Jill also moved to a flat in the then new Queensway development in the 1970s where she lived for around 40 years.
Alan said: "Jill later took a job at the fizzy drink factory.
"One day, while taking a short-cut through the allotments to get to work, Jill fell over and broke her leg.
"A favourite story is that the person who eventually heard her cries for help thought it was a crow making all the noise.
"Jill recovered but the steel plate and pin in her leg triggered airport scanners thereafter when she travelled to visit her relatives around the world.
"In the mid-1980s, she took a six-month trip to visit her daughter, son and their families who now lived in Canada and travelled around seeing as much as she could in that time.
"In the early 1990s, she visited Canada again, spending Christmas and her birthday with family there and travelling some more.
"At age 88, Jill took off to New Zealand to see her sister and her family who had moved there in the late 1960s.
"She also visited the Netherlands, including a trip on the Eurostar for her 90th birthday, and took a cruise to see the fjords in Norway at age 92."

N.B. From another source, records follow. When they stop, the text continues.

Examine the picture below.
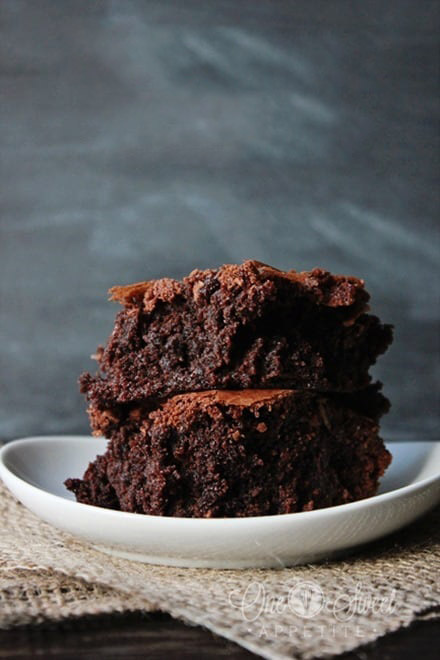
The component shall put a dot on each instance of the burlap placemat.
(303, 612)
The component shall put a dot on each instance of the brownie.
(237, 327)
(237, 453)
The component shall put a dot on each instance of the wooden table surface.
(158, 637)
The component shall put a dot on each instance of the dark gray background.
(142, 139)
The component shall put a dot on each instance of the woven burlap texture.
(302, 612)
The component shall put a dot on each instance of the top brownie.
(240, 326)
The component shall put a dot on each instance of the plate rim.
(328, 511)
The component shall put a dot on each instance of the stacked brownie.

Over the past year, visits have been restricted but the family is hoping that the good weather and an easing of restrictions will allow the family to finally meet up for a socially-distanced celebration.
He added: "She's been a constant presence in our lives. She looked after her local grandchildren in the 1970s and 80s and in the 2000s, she looked after her great-grandchildren as well.
"She has loved watching them all grow up nearby, enjoying summer barbecues and trips to Wicksteed Park.
“It's been very tough this year and my mum (Mary) has been going in as often as she can.
"The weather forecast is looking good so we shall take over a bottle of bubbly and a cake - all at a distance. She likes a party and she makes the most of every minute."
Jill has three children - Megan, Richard and Mary-, six nieces, eight grandchildren - Alan, Richard, Caroline, Susan, Catherine, Vincent Christine and Alison and 12 great-grandchildren, many of whom still live in Northamptonshire.